Somalia’s Neighbors to Send Additional Troops to Fight Al-Shabab

WASHINGTON — The three neighboring countries of Somalia are to send new troops to support Somali forces against al-Shabab in the next phase of military operations, the national security adviser for the Somali president said.

In an interview with VOA’s Somali Service on Wednesday, Hussein Sheikh-Ali said Djibouti, Ethiopia and Kenya will be sending troops in addition to the soldiers they already have serving as part of the African Transitional Mission in Somalia, or ATMIS. He said the new troops will not be part of the ATMIS mission.

“It is their plan to be coming inside Somalia within eight weeks,” he said.

Ali declined to give specific number of the incoming troops, citing “operational purposes.”

“Their role is to jointly plan and jointly operate under the command of the Somali security forces,” he said. “So, they will be fighting against al-Shabab alongside Somali forces. That is the plan.”

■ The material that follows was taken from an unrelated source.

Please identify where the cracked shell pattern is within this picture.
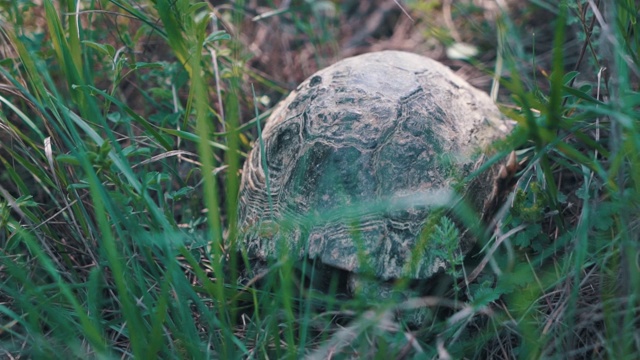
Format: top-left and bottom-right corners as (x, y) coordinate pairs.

The leaders of the three countries attended a summit hosted by Somali President Hassan Sheikh Mohamud on February 1 in Mogadishu. In a communique at the time, they said they have agreed to jointly plan and organize a robust operational campaign to “search and destroy” al-Shabab on multiple frontlines.

“The time-sensitive campaign will prevent any future infiltrating elements into the wider region,” the communique read.

Asked why the military operations against al-Shabab have paused recently, Ali said the government is concluding the first phase of the operations.

“It is a calm before the storm,” he said. “We are preparing the second phase … and with the support of the extra non-ATMIS forces from our neighboring countries joining the fight, it is a planning time, that’s why it looks it is quiet.”

He said the objective of the second phase is to be able to take over “every village and town” that al-Shabab is now controlling.

Matt Bryden, a Horn of Africa regional security expert, said the intervention of additional, non-ATMIS forces “could certainly accelerate efforts to degrade and defeat” al-Shabab.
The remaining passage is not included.